The rules I'd like to use as illustration are dusty and strict: the three classical unities of theatre. Best embodied by the French Classicist movement, they demand:
Unity of place: events take place in one single location;
Unity of action: events revolve around one single action;
Unity of time: events take place within a span of 24 hours.
I am the first to admit that the relevance of these rules in a discussion on contemporary art is limited. They were devised for Greek one-man tragedy, a medium marred by many limitations absent from film, let alone serialised animation.
This anachronism is most notable in regard to the unity of place. It is awkward to change sets during the performance of a play (it certainly was in the seventeenth century), but a film director can cut without making a fuss.
That isn't to say that unity of place shouldn't be considered at all anymore. Continually jumping from location to location threatens to lacerate a narrative, making it feel episodical and jumbled ("Rogue One" is a recent victim of this mishap). But "Kids on the Slope" is not plagued by such problems. If anything, it is quite sparse with locations. The series largely takes place within its three protagonists' houses and their school, connected by the eponymous slope.
Note the pivotal role the slope plays in the series' opening shot, visually enhancing the aversion with which transfer pupil Kaoru walks to his new school. His first day is a bit of a disaster (did you expect otherwise?); most of his classmates shun his top-of-the-class-city-boy looks, and the delinquent Sentaro takes a peculiar interest in him. When it turns out Kaoru can play the piano, however, Sentaro introduces him to the marvels of jazz music. The two form a strong bond and meet every day at the local record shop-cum-practice room, accompanied by the lovely Ritsuko.
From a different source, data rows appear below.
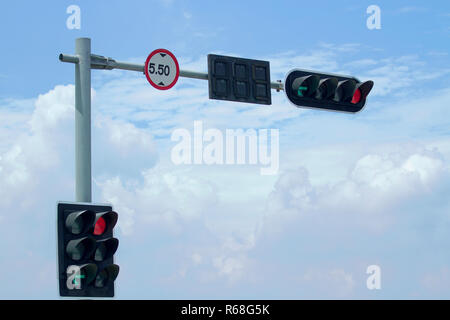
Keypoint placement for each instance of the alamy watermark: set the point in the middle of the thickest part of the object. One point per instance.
(236, 146)
(74, 20)
(374, 20)
(374, 280)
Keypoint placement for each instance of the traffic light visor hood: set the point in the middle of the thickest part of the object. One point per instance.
(305, 86)
(327, 88)
(105, 222)
(80, 221)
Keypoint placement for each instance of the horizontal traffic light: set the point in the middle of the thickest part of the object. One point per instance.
(86, 249)
(312, 89)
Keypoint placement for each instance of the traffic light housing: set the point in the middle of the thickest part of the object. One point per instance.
(86, 249)
(239, 79)
(327, 91)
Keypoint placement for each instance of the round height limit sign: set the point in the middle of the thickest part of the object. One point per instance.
(162, 69)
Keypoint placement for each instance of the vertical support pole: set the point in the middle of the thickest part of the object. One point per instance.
(83, 120)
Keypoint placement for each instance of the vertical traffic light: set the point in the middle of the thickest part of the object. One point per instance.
(86, 248)
(311, 89)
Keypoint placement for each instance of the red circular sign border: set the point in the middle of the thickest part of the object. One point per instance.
(146, 69)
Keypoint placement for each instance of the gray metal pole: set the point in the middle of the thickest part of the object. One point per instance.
(83, 120)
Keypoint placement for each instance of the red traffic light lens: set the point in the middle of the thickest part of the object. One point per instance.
(100, 226)
(356, 96)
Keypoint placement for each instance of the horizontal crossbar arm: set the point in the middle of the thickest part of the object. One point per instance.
(101, 62)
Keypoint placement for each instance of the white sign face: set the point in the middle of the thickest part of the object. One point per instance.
(162, 69)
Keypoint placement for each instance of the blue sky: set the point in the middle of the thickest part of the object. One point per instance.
(352, 190)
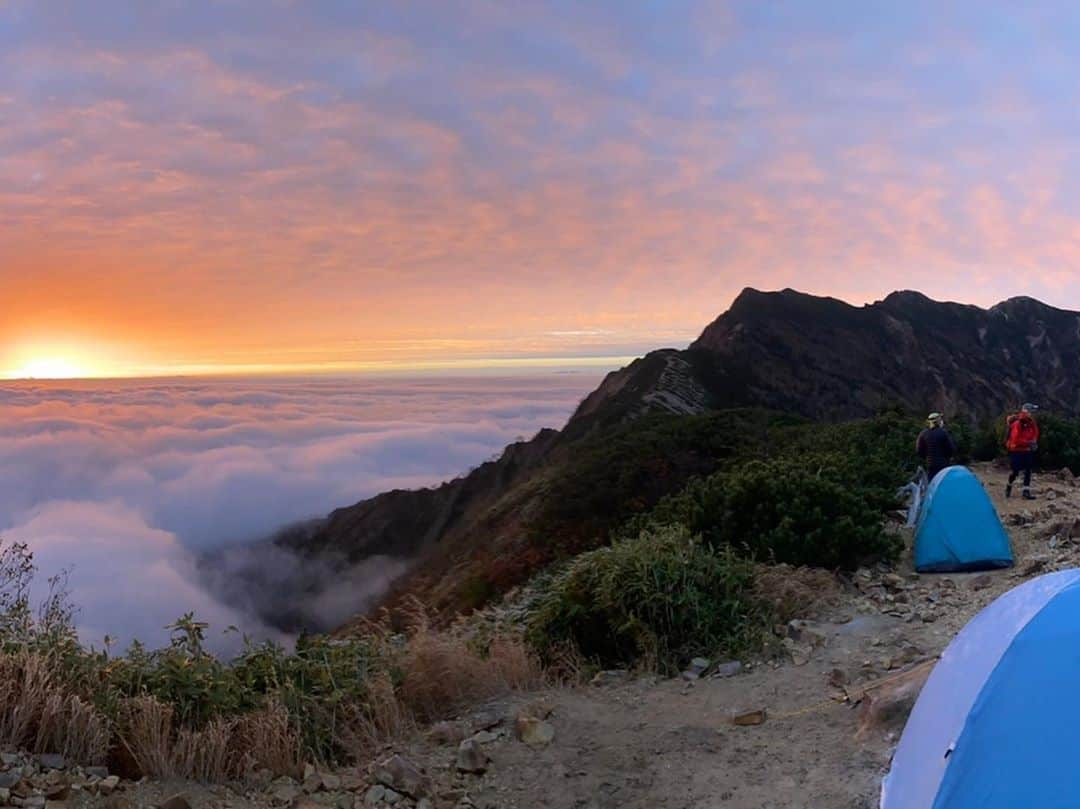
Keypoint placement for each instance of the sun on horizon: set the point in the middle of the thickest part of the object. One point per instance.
(51, 367)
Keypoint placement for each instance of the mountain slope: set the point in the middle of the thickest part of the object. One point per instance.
(784, 351)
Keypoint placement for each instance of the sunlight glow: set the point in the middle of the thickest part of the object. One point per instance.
(50, 367)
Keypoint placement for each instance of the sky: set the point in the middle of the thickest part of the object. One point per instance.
(130, 484)
(268, 185)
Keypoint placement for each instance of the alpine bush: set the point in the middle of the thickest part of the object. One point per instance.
(663, 596)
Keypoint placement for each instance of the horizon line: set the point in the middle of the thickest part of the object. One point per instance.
(360, 368)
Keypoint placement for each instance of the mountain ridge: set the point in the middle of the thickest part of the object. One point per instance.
(817, 358)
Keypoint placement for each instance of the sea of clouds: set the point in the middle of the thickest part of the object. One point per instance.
(127, 484)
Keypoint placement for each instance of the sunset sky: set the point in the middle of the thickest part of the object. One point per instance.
(272, 185)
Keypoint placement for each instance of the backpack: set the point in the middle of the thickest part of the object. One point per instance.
(1023, 432)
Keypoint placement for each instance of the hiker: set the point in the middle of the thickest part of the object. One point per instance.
(935, 445)
(1022, 441)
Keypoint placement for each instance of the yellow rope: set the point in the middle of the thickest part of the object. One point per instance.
(847, 698)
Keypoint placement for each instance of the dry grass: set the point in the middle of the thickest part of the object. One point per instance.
(443, 672)
(73, 728)
(147, 735)
(223, 750)
(205, 755)
(269, 741)
(382, 719)
(25, 689)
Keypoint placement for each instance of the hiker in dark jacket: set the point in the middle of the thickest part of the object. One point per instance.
(935, 445)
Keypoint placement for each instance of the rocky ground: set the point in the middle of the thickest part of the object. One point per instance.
(810, 735)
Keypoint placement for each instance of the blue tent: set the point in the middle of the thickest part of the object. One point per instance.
(958, 527)
(998, 722)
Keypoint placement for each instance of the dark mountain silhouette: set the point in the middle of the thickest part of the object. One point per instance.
(784, 351)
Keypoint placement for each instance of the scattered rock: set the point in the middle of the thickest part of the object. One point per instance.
(535, 731)
(448, 732)
(892, 581)
(1036, 565)
(484, 720)
(729, 669)
(52, 762)
(285, 793)
(699, 665)
(799, 652)
(58, 792)
(331, 782)
(472, 758)
(615, 676)
(808, 633)
(748, 718)
(176, 801)
(400, 774)
(10, 778)
(538, 709)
So far, so standard. Self-discovery through music and an inevitable love triangle are solid (if standard) building blocks for a story. But "Kids on the Slope" has trouble retaining focus over the course of its events. When two more characters enter our protagonists' circle of friends, the love triangle evolves into a love pentagon, which really is too much -- especially when these two simply drop out again later after a lukewarm resolve. Oh, and there is a school festival that is terribly important, until it isn't anymore.
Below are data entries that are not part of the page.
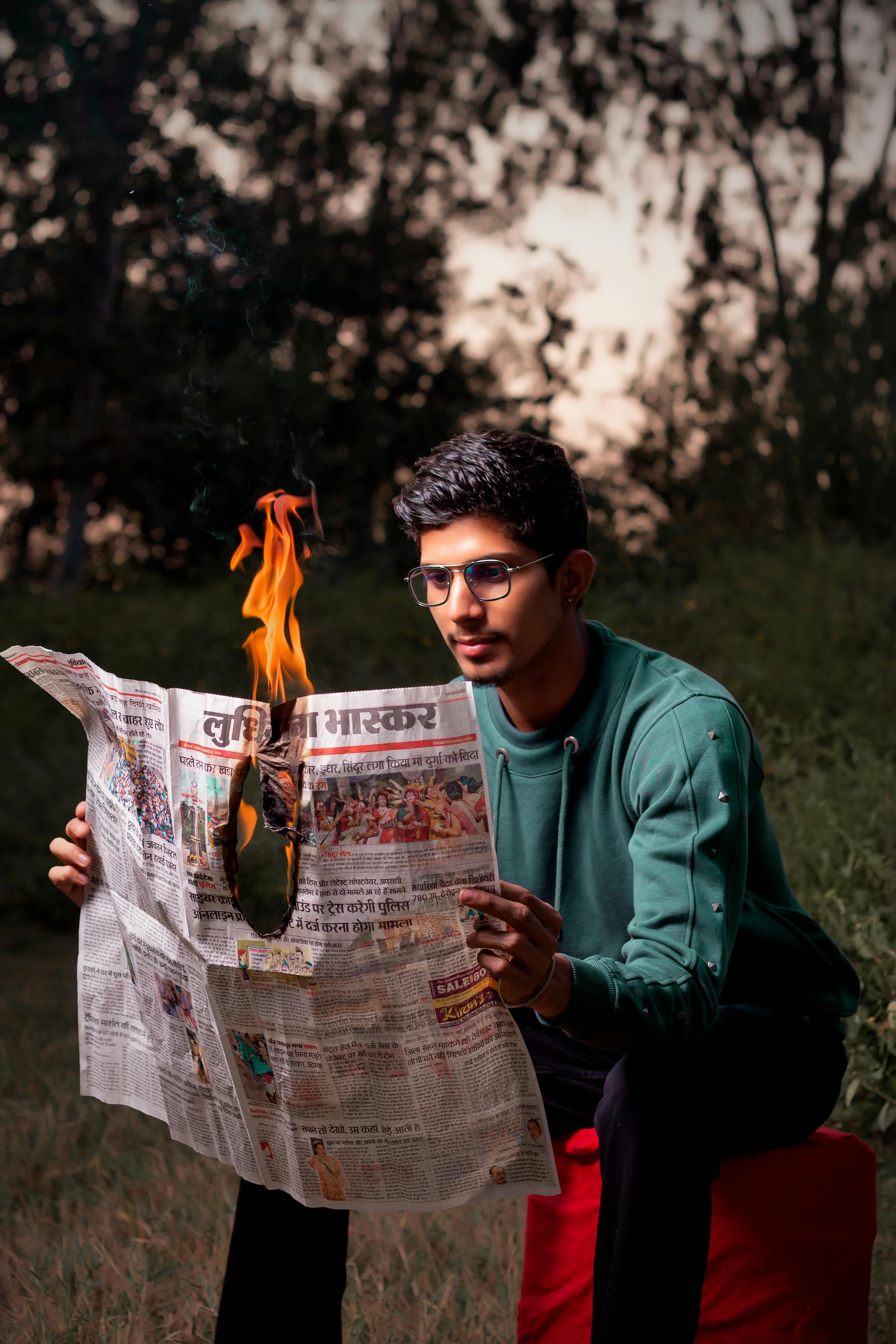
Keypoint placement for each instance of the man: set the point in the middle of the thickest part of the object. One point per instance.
(668, 986)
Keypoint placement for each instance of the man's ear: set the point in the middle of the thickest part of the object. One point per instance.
(574, 577)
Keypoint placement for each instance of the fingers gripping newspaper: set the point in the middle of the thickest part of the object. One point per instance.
(359, 1056)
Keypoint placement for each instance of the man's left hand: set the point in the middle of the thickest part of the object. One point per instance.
(520, 959)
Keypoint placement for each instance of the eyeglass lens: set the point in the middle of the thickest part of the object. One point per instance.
(488, 580)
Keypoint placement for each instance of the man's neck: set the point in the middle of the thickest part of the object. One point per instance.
(535, 697)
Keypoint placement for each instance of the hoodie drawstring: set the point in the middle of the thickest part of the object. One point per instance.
(570, 748)
(503, 759)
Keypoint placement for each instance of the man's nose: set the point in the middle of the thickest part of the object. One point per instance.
(464, 605)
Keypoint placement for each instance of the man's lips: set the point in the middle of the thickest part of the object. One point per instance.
(475, 646)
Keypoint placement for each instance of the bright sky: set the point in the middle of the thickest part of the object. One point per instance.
(585, 252)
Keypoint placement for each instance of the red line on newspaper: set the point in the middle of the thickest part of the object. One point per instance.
(232, 756)
(72, 667)
(394, 746)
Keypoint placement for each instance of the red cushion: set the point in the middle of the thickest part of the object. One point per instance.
(789, 1253)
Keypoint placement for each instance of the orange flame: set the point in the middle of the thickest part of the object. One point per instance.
(246, 823)
(276, 650)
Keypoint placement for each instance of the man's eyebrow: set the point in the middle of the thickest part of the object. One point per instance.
(494, 556)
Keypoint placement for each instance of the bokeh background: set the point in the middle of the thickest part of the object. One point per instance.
(254, 244)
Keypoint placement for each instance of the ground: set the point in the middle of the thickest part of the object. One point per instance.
(111, 1232)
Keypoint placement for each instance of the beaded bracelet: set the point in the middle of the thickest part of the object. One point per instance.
(538, 992)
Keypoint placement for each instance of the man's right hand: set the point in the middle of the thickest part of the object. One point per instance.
(73, 873)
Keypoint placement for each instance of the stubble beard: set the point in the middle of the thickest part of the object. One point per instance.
(488, 678)
(500, 677)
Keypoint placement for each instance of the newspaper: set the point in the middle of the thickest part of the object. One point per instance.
(356, 1056)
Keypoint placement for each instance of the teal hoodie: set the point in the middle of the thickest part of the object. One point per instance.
(640, 815)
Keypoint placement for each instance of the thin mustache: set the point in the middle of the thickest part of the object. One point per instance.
(473, 636)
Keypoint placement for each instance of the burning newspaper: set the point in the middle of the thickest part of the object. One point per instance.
(356, 1056)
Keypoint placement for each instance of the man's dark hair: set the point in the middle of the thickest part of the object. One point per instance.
(524, 482)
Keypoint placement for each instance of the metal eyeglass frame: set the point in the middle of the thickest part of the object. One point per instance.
(463, 569)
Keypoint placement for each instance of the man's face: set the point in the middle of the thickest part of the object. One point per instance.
(492, 642)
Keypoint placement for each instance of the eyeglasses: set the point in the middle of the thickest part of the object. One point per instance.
(487, 580)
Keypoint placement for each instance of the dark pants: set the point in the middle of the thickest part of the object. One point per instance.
(664, 1119)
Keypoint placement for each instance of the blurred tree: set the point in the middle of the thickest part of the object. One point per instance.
(213, 284)
(225, 244)
(777, 125)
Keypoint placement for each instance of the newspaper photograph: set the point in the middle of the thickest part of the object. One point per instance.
(356, 1054)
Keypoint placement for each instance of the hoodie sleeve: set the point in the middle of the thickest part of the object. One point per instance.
(691, 783)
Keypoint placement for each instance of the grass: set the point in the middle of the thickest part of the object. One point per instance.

This is where the three unities re-enter the frame. Having your plot revolve around but one major action is very parsimonious considering the many tales that successfully combine romantic and extra-personal conflict. But that is exactly where "Kids on the Slope" fails. Whenever the focus is on either jazz or the amorous geometry, the other disappears from focus almost completely. Taking a critical view at their core material, the writers should have cut the complications to an acceptable degree, and striven for a more balanced distribution of screen time.
This is not to say that the two stories taken by themselves are handled badly. The music performances are vigorous, a triumph. Occasional use of digital animation allows you to see characters actually play the music that you hear (even if the switch between styles can be jarring). And the romantic elements, cluttered and clumsy as they may be, at least feature likable characters.
But then "Kids on the Slope" utterly shatters the final unity, when it jarringly jumps six months ahead in time. This results in precisely what the classicists were trying to prevent: confusion. We are violently jerked away from the events while they were nearing their dramatic conclusion and have to reorient when we should be engrossed.
At the same time the series takes a sudden, and wholly unforeshadowed, turn, after which Kaoru makes a stupid decision so far beyond his established character that it gravely injures his developmental arc. If before one could have argued that the tangled and inconsistent narrative reflects the psychological rollercoaster that is puberty, by now inconsistency has become incompetence and excuses dissipate.
I wonder to what degree this can be blamed on director Watanabe -- never a master of the long arc. The penultimate two episodes of "Kids on the Slope" recall the ending of "Samurai Champloo", when he realised that two of his three main characters had no conflict demanding resolve and arbitrarily came up with a last-minute nemesis that had all the impact of a passing seagull.
It is nearly a deal-breaker here. Very nearly. But another similarity between series is that I cannot bring myself to dislike either. "Kids on the Slope" stumbles many times and has to limp towards the finish line, but I would be lying if I said its final episode didn't leave me feeling happy and fulfilled.
No, "Kids on the Slope" isn't bad. The point I'm trying to bring across is that it could have been so much better had it been tighter and more consistent. The three classical unities in their strictest form have since long been discarded, but they embody a discipline in storytelling that "Kids on the Slope" lacks. Watanabe has never been reluctant to take inspiration from other artists' work. Now for him to see that convention can enrich his art too.